Tucker believes a lot of the work gets done with one-on-one conversations, particularly with white industry leaders.
“One of the advantages I think that we have,” says Mitchell, “is we're not new on the block. … We've worked with the producers and the different union people. They're people that we know and understand. And, whereas we may not have been able to have the conversations that we're having right now [before], because they're open in a different way and they're seeing this in a different way, it’s allowed us to have this conversation.”
Yes, Tucker, Mitchell, McDonald, Smith, Porter, Rashad, and the full cohort are using their influence, but they are also finally being heard. And, yes, changing minds one-by-one is slow, but as Tucker says, “We’re moving at the speed of wisdom.”
BTU leaders have called producers and theatre companies out on the hypocrisy in mission statements that call for diversity and inclusion, “but when you look at these institutions,” says Mitchell, “they are not diverse and they are not inclusive.”
That takes some drilling down to the day-to-day.

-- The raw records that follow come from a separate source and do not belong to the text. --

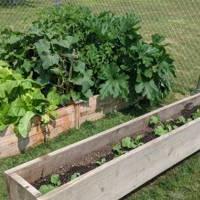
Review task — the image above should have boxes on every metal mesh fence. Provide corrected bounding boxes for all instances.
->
[0,0,200,93]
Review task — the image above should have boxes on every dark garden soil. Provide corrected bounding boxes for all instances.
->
[33,105,197,189]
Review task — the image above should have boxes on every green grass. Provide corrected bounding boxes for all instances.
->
[0,0,200,200]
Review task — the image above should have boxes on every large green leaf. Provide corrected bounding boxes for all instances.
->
[17,111,35,138]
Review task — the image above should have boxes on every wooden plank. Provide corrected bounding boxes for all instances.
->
[5,95,200,182]
[0,112,75,158]
[38,119,200,200]
[6,95,200,200]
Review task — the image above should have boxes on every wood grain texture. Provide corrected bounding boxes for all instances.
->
[38,119,200,200]
[6,94,200,200]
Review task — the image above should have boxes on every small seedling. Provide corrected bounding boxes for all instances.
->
[112,144,124,156]
[70,172,81,181]
[176,116,187,125]
[149,116,161,126]
[154,126,168,136]
[51,174,61,186]
[121,137,136,149]
[39,184,56,194]
[192,109,200,119]
[39,174,61,194]
[96,158,106,166]
[134,135,144,147]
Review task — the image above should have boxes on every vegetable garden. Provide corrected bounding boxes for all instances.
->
[0,1,200,200]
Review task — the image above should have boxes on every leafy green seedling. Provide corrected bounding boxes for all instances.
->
[39,184,56,194]
[112,144,124,156]
[165,124,173,132]
[134,135,144,147]
[122,137,136,149]
[187,118,193,122]
[149,116,160,126]
[70,172,81,181]
[176,116,187,125]
[192,109,200,119]
[51,174,61,186]
[154,126,168,136]
[96,158,106,166]
[39,174,61,194]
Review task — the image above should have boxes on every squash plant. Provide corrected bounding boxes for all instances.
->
[0,61,59,138]
[0,5,175,104]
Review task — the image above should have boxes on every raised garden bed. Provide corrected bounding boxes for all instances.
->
[5,94,200,200]
[0,95,129,158]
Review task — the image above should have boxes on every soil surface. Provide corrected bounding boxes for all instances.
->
[32,105,198,189]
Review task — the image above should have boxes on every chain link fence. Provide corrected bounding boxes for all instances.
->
[0,0,200,97]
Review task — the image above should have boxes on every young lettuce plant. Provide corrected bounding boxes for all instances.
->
[39,174,61,194]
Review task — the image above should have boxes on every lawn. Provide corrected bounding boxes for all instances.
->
[0,0,200,200]
[0,111,200,200]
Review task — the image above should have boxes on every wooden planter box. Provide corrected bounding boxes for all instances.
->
[0,95,129,158]
[5,94,200,200]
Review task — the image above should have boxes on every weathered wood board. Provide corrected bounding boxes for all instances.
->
[5,94,200,200]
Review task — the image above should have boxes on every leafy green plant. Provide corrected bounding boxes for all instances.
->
[96,158,106,166]
[112,144,124,156]
[0,61,58,138]
[0,5,175,104]
[51,174,61,186]
[70,172,81,181]
[112,135,143,157]
[39,174,61,194]
[192,109,200,119]
[154,126,169,136]
[149,116,161,126]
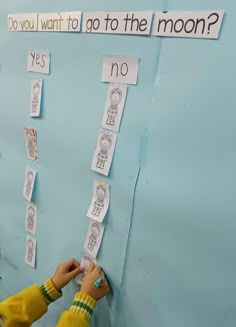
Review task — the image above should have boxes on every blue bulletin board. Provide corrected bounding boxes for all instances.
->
[0,0,236,327]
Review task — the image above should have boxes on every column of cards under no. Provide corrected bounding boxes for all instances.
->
[23,50,50,268]
[76,55,139,284]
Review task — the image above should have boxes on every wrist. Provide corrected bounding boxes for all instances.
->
[39,279,62,304]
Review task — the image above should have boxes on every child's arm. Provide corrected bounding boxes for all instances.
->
[57,263,110,327]
[0,280,61,327]
[0,259,81,327]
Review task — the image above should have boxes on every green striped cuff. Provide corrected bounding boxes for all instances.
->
[70,292,96,321]
[39,279,62,304]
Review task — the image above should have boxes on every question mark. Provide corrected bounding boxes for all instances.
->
[208,13,219,34]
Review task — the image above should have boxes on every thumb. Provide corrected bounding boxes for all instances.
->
[68,267,84,279]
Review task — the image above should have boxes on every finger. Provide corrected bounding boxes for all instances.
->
[88,261,95,273]
[94,266,102,275]
[68,267,84,279]
[73,259,80,268]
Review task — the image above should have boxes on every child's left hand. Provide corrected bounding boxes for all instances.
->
[52,259,83,292]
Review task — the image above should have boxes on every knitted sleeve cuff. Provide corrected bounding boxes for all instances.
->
[69,292,96,322]
[39,279,62,304]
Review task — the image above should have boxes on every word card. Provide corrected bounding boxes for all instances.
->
[75,253,97,285]
[27,50,50,75]
[25,235,37,268]
[30,79,43,117]
[25,202,38,235]
[8,13,38,32]
[87,180,110,223]
[91,129,117,176]
[38,11,81,32]
[152,10,224,39]
[23,167,37,202]
[102,84,127,132]
[101,55,139,85]
[84,220,104,258]
[24,127,38,161]
[83,11,153,35]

In recent months, we’ve heard complaints of workplace harassment and racial micro-aggressions such as unwelcome touching of a Black person’s hair in a rehearsal room, requests to "smile more," “jokes” about not being able to see a Black person in the dark of the wings.
“What my purpose is now is to figure out why is it unsafe,” says Tucker. “What makes it suddenly unfriendly to walk into a room where outside—just literally before they open the door—they are among the most confident, ridiculously overly-talented human beings, and they open a door and walk in a room and somebody feels that it's okay to touch their hair. What is that about?
“What happens in that transition between opening the door to walk through? It's trying to understand, what is that control? Is it employer-employee? Is that the issue? Who and why does somebody else think that that's okay to do? And now that we know it’s systemic racism, but how do we make that better?” Tucker urges.
In the quest for better, BTU functions as a catchall for theatre leaders who contact them for guidance, works proactively through different committees on Mentorship, Politics and Political Action, etc., and supports other organizations with their focused efforts.
“We're pro being alive and wanting to move things forward. And, I think in individual ways, we've all tried to do that in different organizations, at different spaces,” says Tucker. “This is the first time with that we've all been unemployed at the same time” and able to make one concerted effort. “It came out of the losses,” she continues. But BTU aims to prove how much we have to gain.